Lally Weymouth, a globe-trotting journalist and socialite who belonged to the Graham family that owned The Washington Post for 80 years, and who carved her own niche securing hard-to-land interviews with foreign leaders, including Saddam Hussein, Yasir Arafat and Muammar el-Qaddafi, died on Monday at her home in Manhattan. She was 82.
The cause was pancreatic cancer, her daughter Katharine Weymouth told The Post.
Ms. Weymouth was the granddaughter, daughter, sister and mother of publishers of The Post. But she was never given a leadership role at the paper, which by some accounts she desired, in part because women of her generation were not put on a track for such jobs.
Ms.
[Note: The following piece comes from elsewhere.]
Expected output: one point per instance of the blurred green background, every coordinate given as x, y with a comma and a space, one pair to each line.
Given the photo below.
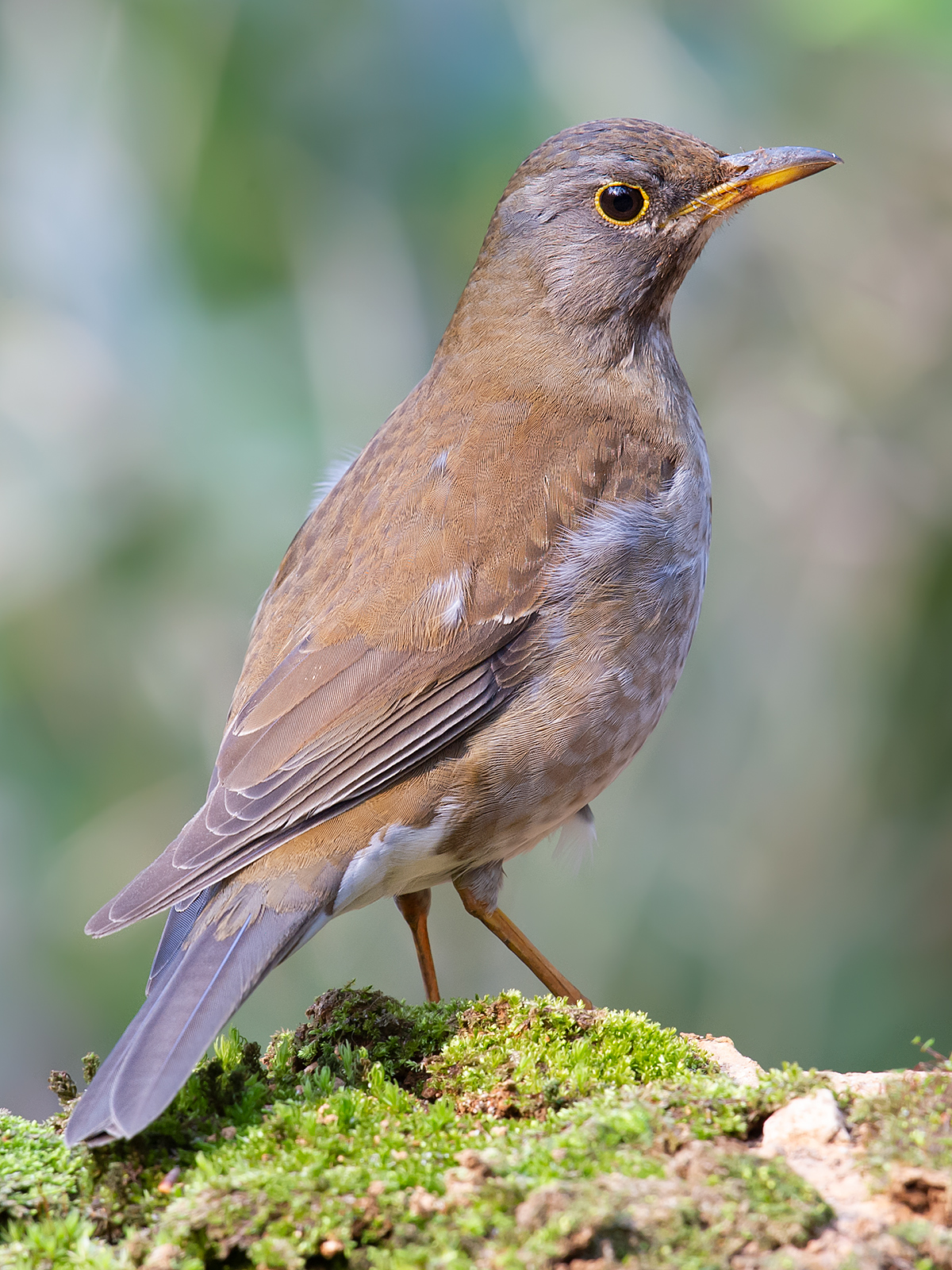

Weymouth’s maternal grandfather, the banker and financier Eugene Meyer, bought The Post out of bankruptcy in 1933. He named his son-in-law, Philip L. Graham, publisher in 1946. After Mr. Graham’s death by suicide in 1963, leadership passed to his widow, Katharine Graham, who overcame her inner fears and lack of preparation to preside steadfastly over the paper’s Pulitzer Prize-winning coverage of the Watergate scandal, which led to the resignation of President Richard M. Nixon in 1974.
Although Ms. Weymouth was the oldest of four children — and the only daughter — Mrs. Graham anointed her oldest son, Donald, as her successor in the early 1970s. Said to be wary of family competition, Mrs. Graham wanted just one of her children involved in running the paper, Roswell L. Gilpatric, a Graham family lawyer, told the author Carol Felsenthal for an unauthorized 1993 biography of Mrs. Graham, “Power, Privilege and The Post.”
Ms. Weymouth resented being left out, Edward Kosner, a former editor of New York magazine, where she was a contributor, said in an interview. On the other hand, she was motivated to carve out a career on her own. “I think her family situation drove her ambition,” Mr. Kosner added.
In a 2011 interview with Washingtonian magazine, Ms. Weymouth said she never aspired to run The Post. “Mom decided on one child — Don,” she said. “I didn’t want to go to The Post. I wanted to make it on my own.”